John P. Leonard, MD, discusses the future of PI3K inhibitors in follicular lymphoma.
John P. Leonard, MD, The Richard T. Silver Distinguished Professor of Hematology and Medical Oncology, professor of medicine, executive vice chairman, Department of Medicine, senior associate dean for Innovation and Initiatives, Weill Cornell Medicine, attending physician, NewYork-Presbyterian Hospital, discusses the future of PI3K inhibitors in follicular lymphoma.

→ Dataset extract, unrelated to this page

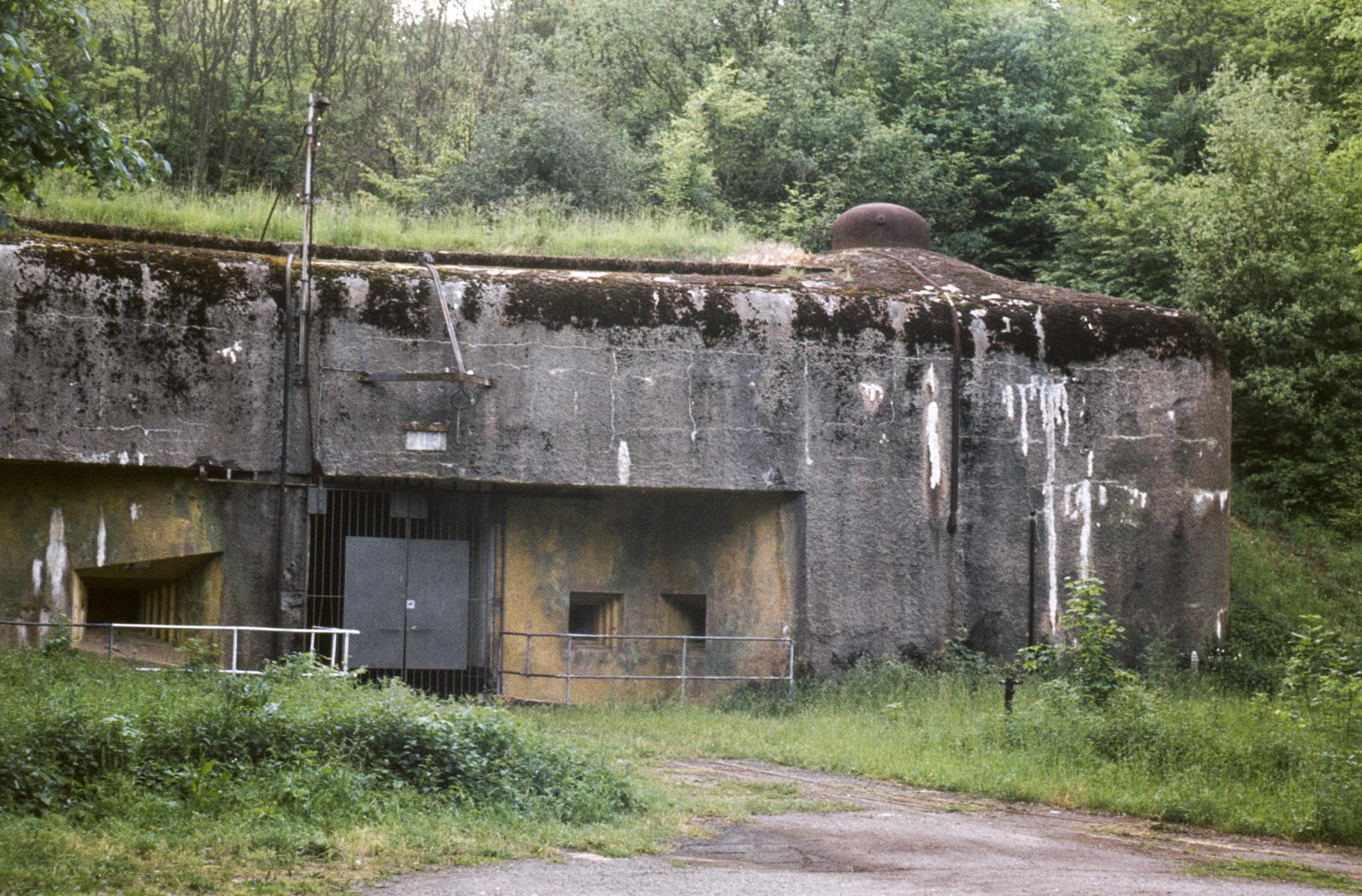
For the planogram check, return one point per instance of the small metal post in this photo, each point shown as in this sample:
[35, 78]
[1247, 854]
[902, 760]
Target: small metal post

Novel PI3K inhibitors are currently in clinical development, says Leonard. Additionally, clinical trials are evaluating PI3K inhibitors in different dosing schedules, which could minimize toxicities associated with the agents, Leonard explains. Further study is needed to determine whether minimizing toxicity will result in improved efficacy because of fewer treatment discontinuations, Leonard says.
PI3K inhibitors are unlikely to play a significant role in the up-front treatment of patients with follicular lymphoma because of the adverse effects they can cause, Leonard says. Although they will remain in the relapsed/refractory setting, it would be beneficial to identify which patient populations are more likely to benefit from PI3K inhibitors vs others, as well as what combinations, beyond those with CD20-directed antibodies, are optimal in this patient population, concludes Leonard.